Ik constateer dat de definitie "dringend eigen gebruik" in de loop der jaren een steeds ruimere interpretatie heeft gekregen. Gezien de huidige wetssystematiek en de reeds bestaande jurisprudentie is het voor dit wetsvoorstel een voorstelbare keuze dat het jongerencontract hieronder gehangen wordt. Dat geldt immers ook voor het campuscontract. Ik ben wel benieuwd hoe de indiener zelf aankijkt tegen deze oprekking van het Burgerlijk Wetboek en of er alternatieven zijn overwogen. Bij de behandeling van de Wet doorstroming huurmarkt, die al aanhangig is in dit huis, zal mijn fractie dit punt zeker aan de orde stellen. Het begrip "dringend eigen gebruik" is langzamerhand een huis met allerlei aanbouwtjes geworden.
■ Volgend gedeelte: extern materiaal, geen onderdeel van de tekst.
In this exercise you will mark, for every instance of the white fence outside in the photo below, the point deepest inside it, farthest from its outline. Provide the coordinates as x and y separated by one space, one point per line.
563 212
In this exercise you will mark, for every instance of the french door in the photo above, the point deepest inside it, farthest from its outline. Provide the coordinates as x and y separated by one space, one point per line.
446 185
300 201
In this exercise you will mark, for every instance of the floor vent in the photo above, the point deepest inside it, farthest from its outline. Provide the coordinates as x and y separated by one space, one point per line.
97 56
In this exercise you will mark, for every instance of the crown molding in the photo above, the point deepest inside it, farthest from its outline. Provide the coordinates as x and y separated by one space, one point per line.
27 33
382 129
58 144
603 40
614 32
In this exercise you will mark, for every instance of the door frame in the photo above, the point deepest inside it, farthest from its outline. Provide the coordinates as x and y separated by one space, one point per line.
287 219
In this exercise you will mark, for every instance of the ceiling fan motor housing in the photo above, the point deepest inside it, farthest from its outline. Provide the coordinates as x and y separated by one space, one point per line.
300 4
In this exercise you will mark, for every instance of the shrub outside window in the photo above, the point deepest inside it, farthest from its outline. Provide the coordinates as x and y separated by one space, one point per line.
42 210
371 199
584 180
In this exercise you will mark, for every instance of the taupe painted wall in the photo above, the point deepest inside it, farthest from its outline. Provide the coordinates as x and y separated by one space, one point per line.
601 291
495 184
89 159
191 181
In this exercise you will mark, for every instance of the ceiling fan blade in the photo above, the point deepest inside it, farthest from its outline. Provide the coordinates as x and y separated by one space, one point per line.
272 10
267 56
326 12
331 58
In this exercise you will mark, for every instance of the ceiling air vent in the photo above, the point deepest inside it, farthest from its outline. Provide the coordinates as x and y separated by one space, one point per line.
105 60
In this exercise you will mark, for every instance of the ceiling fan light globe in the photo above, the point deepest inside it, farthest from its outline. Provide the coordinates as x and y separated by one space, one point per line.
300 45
Het lijkt ons goed om dat eens tegen het licht te houden.

Rest mij de vraag hoe dit wetsvoorstel in de praktijk handen en voeten gaat krijgen. Leggen gemeenten dit vast in prestatieafspraken met woningcorporaties of zijn die zelf aan zet? Worden er al voorbereidingen getroffen? Ik ben benieuwd.

De fracties van het CDA en de ChristenUnie steunen van harte de strekking van dit wetsvoorstel. Als er één groep woningzoekenden is die lastig een plekje vindt, dan zijn het volgens mij wel de jongeren. Daarom is het een goede zaak dat er nu een wetsvoorstel voorligt waarmee een klein zetje in de goede richting wordt gegeven. Het is ook een nuchter wetsvoorstel. De woningmarkt zal nog last hebben van wachttijden en van scheefwoners. Om dat op te lossen is meer nodig, maar vandaag op deze eerste vergaderdag van de Eerste Kamer in de lente klinkt er voor jongeren wel een nieuw wetgevingsgeluid. Ik hoop dat meer jongeren daardoor straks een plekje weten te vinden op onze sociale woningmarkt. Ik zie met belangstelling uit naar het antwoord van de indiener en natuurlijk ook naar dat van onze adviseur.